Over the next week, traders will keep a close eye on the ongoing negotiations between Greece and Germany. We see the urgent need for a plan to reduce the Greek debt holding by a significant amount, to allow the economy to breathe freely. However, more than economics, politics has always been a bigger hurdle in the currency Union. EUR/USD has managed to enter a period of upward correction against the US Dollar. However, the upside remains capped between 1.12/1.16 levels, as divergent monetary policy expectation would continue to encourage traders to sell Euro on rise, rather than buy the dips. Back home, economic data has not been very encouraging off late. Government is doing their best to remove bottlenecks and help the economy mend itself. However, there is a trade-off between near term pleasure and long term ease. Steps which are being taken to shrink the parallel cash economy, which can one of the most positive reforms for long term, but over the short term, can engineer a deeper economic slowdown. We hope the government continues to prioritize long term structural repair over short term fixes. Over the coming weeks, we shall write about the issues facing the economy and what are the steps that the government needs to take to address it.

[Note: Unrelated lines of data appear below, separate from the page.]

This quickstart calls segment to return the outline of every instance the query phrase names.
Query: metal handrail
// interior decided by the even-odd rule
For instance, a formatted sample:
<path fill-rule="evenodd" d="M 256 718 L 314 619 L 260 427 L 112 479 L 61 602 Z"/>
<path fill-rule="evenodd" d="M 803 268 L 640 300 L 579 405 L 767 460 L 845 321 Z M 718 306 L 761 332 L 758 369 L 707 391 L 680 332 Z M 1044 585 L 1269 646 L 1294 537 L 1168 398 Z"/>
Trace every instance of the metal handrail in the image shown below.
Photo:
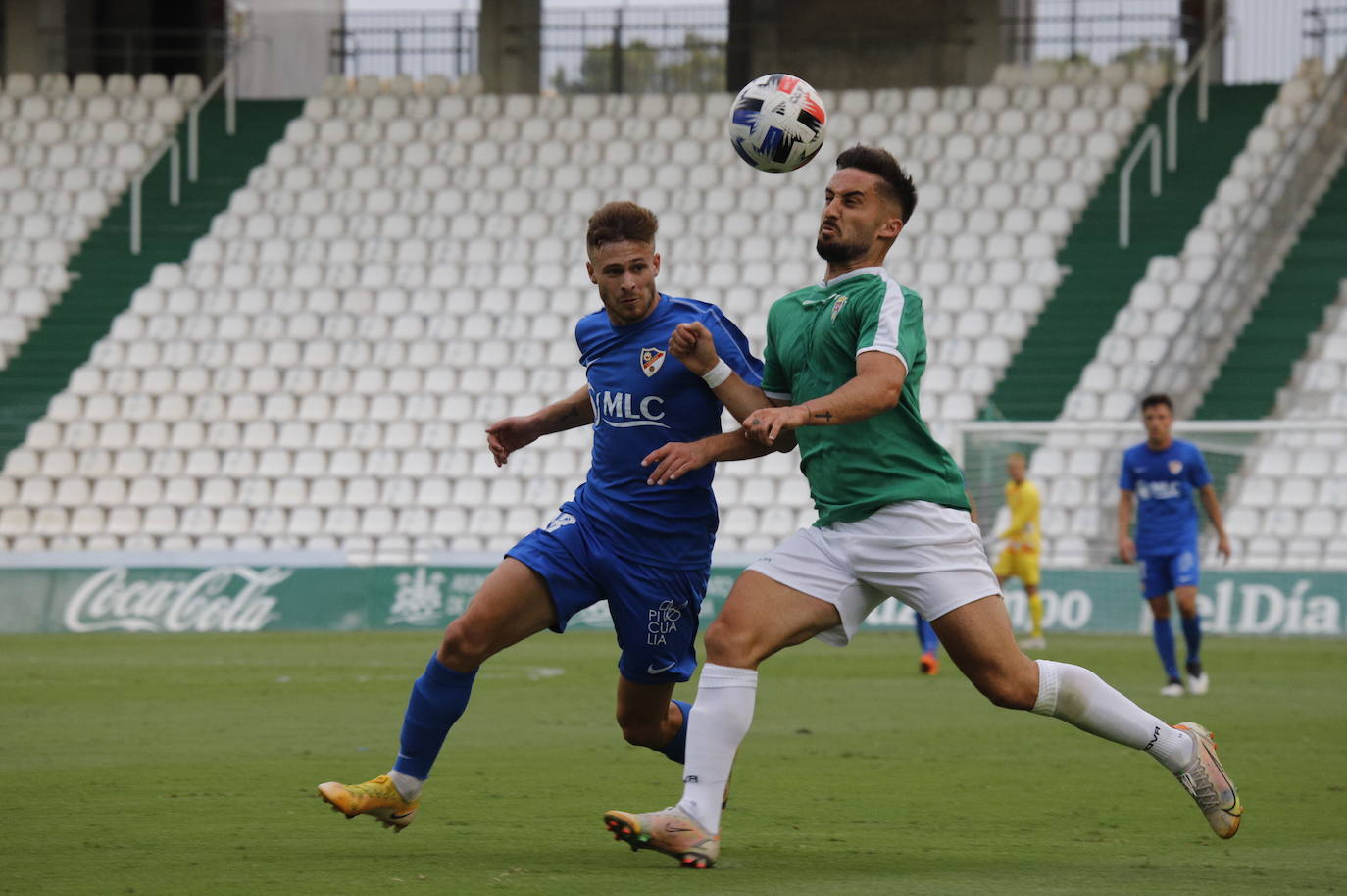
<path fill-rule="evenodd" d="M 1165 125 L 1168 129 L 1168 167 L 1171 171 L 1179 167 L 1179 96 L 1187 89 L 1192 75 L 1197 73 L 1197 120 L 1207 120 L 1207 89 L 1211 86 L 1211 49 L 1226 36 L 1228 19 L 1224 16 L 1211 28 L 1207 39 L 1202 42 L 1197 55 L 1188 61 L 1183 71 L 1175 79 L 1175 86 L 1169 92 L 1168 108 L 1165 109 Z"/>
<path fill-rule="evenodd" d="M 1141 132 L 1137 146 L 1131 147 L 1127 160 L 1122 163 L 1118 175 L 1118 245 L 1126 249 L 1131 244 L 1131 170 L 1141 162 L 1142 154 L 1150 148 L 1150 195 L 1160 195 L 1160 127 L 1148 124 Z"/>
<path fill-rule="evenodd" d="M 201 110 L 216 96 L 221 85 L 233 84 L 233 61 L 236 57 L 237 53 L 230 54 L 216 77 L 210 79 L 209 85 L 206 85 L 206 89 L 201 92 L 199 97 L 197 97 L 197 101 L 191 104 L 190 109 L 187 109 L 187 179 L 193 183 L 197 182 L 197 177 L 199 175 Z M 233 90 L 232 86 L 225 90 L 225 133 L 229 136 L 234 135 L 234 104 L 237 102 L 236 93 L 237 92 Z"/>
<path fill-rule="evenodd" d="M 1315 105 L 1304 116 L 1304 121 L 1296 132 L 1296 136 L 1288 141 L 1286 150 L 1281 154 L 1277 164 L 1272 171 L 1263 175 L 1263 189 L 1258 193 L 1258 197 L 1245 205 L 1243 214 L 1231 228 L 1231 233 L 1237 234 L 1233 237 L 1234 243 L 1220 253 L 1216 269 L 1212 271 L 1211 276 L 1208 276 L 1206 283 L 1202 284 L 1197 302 L 1193 303 L 1185 315 L 1183 327 L 1173 335 L 1172 345 L 1177 345 L 1180 340 L 1192 338 L 1195 344 L 1192 353 L 1185 354 L 1184 357 L 1173 356 L 1168 362 L 1156 365 L 1150 375 L 1148 391 L 1171 391 L 1173 388 L 1176 375 L 1184 368 L 1193 372 L 1196 376 L 1203 368 L 1208 368 L 1214 358 L 1223 360 L 1228 353 L 1230 346 L 1234 345 L 1235 337 L 1239 330 L 1243 329 L 1243 323 L 1239 322 L 1242 311 L 1219 310 L 1215 306 L 1214 296 L 1224 295 L 1233 288 L 1238 288 L 1237 284 L 1243 278 L 1243 275 L 1238 272 L 1238 265 L 1250 264 L 1253 255 L 1250 240 L 1262 229 L 1255 225 L 1255 217 L 1259 214 L 1269 214 L 1269 210 L 1278 205 L 1273 201 L 1273 191 L 1277 189 L 1285 189 L 1285 193 L 1282 194 L 1282 203 L 1289 203 L 1296 198 L 1290 195 L 1289 181 L 1293 174 L 1299 171 L 1299 163 L 1303 156 L 1323 137 L 1323 135 L 1317 132 L 1316 124 L 1321 128 L 1331 127 L 1327 110 L 1329 110 L 1334 104 L 1339 102 L 1344 94 L 1347 94 L 1347 61 L 1339 63 L 1338 70 L 1324 85 L 1321 93 L 1315 101 Z M 1317 174 L 1321 172 L 1307 171 L 1305 174 L 1317 177 Z M 1284 182 L 1286 186 L 1278 187 L 1278 185 Z M 1288 234 L 1277 233 L 1274 236 L 1284 238 Z M 1266 265 L 1269 259 L 1262 259 L 1259 264 Z M 1231 326 L 1222 327 L 1222 334 L 1219 337 L 1204 337 L 1202 334 L 1204 322 L 1212 319 L 1214 317 L 1227 321 Z M 1234 326 L 1237 323 L 1238 326 Z M 1179 396 L 1180 407 L 1176 410 L 1180 412 L 1191 411 L 1191 396 L 1202 395 L 1204 388 L 1204 385 L 1196 381 L 1188 384 L 1185 393 Z"/>
<path fill-rule="evenodd" d="M 150 160 L 140 166 L 131 179 L 131 253 L 140 255 L 140 187 L 145 178 L 164 158 L 164 152 L 171 152 L 168 159 L 168 202 L 178 205 L 182 201 L 182 151 L 178 147 L 178 137 L 168 137 L 168 143 L 159 147 L 159 151 L 150 156 Z"/>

Indian Rupee can continue to swing within a medium term zone of 61.50/62.00 and 63.50/64.00. Importers are advised to cover payables below 62.00 and exporters can look to rallies above 63.00 to hedge. We expect that Indian Rupee remains well supported between 68.00/70.00 levels on spot, against the Euro and around 96.00/98.00 levels against the GBP. Against Yen, we favour a range of 50.00/50.50 and 52.50/53.00 levels on spot.